Sports betting in the United States has boomed after a 2018 U.S. Supreme Court ruling struck down a federal ban with industry revenue reaching $10.9 billion last year, according to the American Gaming Association, just as regulators tighten controls in more established European markets.
Ireland-based Flutter, which acquired a majority stake in FanDuel in 2018 and raised its share to 95% two years later, now has a dominant position in the market despite stiff competition.
It reported a 53% share of net sports gaming revenue in the country last year, up from 50% the year before, outpacing rivals such as DraftKings. Flutter’s US business also posted its first annual profit last year.

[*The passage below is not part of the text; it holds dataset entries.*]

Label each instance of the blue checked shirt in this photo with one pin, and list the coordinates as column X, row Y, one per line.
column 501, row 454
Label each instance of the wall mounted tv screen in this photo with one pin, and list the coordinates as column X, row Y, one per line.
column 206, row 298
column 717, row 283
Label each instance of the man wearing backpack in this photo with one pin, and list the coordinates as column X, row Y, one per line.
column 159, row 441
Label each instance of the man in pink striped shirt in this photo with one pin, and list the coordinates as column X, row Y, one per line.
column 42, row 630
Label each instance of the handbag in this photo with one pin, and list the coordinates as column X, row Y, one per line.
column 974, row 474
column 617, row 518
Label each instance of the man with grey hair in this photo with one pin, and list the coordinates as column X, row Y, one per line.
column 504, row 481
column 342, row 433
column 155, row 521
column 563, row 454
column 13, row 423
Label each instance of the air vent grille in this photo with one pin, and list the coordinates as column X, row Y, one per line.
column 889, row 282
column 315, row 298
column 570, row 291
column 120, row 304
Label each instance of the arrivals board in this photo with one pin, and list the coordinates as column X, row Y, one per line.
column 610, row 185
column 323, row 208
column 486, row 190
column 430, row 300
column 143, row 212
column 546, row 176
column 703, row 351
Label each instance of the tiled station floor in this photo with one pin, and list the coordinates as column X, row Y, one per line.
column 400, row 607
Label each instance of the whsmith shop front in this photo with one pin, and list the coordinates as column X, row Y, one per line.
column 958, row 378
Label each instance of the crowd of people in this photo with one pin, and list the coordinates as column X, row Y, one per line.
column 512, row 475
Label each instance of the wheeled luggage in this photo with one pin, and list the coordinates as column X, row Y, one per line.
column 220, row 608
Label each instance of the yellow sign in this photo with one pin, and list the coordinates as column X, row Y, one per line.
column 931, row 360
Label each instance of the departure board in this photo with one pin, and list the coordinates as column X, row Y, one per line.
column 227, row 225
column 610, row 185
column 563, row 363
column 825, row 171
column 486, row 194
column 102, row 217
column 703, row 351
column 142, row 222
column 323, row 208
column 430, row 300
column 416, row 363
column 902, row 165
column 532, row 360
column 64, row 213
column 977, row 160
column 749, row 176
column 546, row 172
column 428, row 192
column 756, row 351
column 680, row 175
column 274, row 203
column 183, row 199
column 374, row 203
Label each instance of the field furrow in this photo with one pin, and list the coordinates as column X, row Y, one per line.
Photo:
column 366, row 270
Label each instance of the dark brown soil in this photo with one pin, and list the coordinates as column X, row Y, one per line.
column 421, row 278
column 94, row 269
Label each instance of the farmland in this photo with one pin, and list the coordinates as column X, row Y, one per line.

Flutter shares have risen nearly 20% over the past six months, fueled by investor enthusiasm over FanDuel’s growth forecast and proposed primary listing in the United States.
However, Peel Hunt analyst Ivor Jones said the brand’s high popularity would not automatically mean more retail investors,
“You can see [FanDuel’s] brand everywhere, advertises at the Super Bowl and is clearly a local hero. . . But retail investors behave more or less like institutional investors. They buy good companies where they expect growth. So they’re not really influenced by whether it’s a company that they know personally,” she said.
Flutter expects U.S. profits to triple this year to between $635 million and $785 million. It reported a net loss of $1.2 billion for 2023, partly held back by a brand-related write-down of its PokerStars online casino brand.
Flutter plans to maintain a secondary listing in London, after deleting its Irish listing. Jackson said current shareholders, including those in the UK, are “supportive” of moving the company’s main listing to New York.
“Higher levels of stock trading occur for the same market capitalization [in the New York market] compared to the London market,” Jackson said.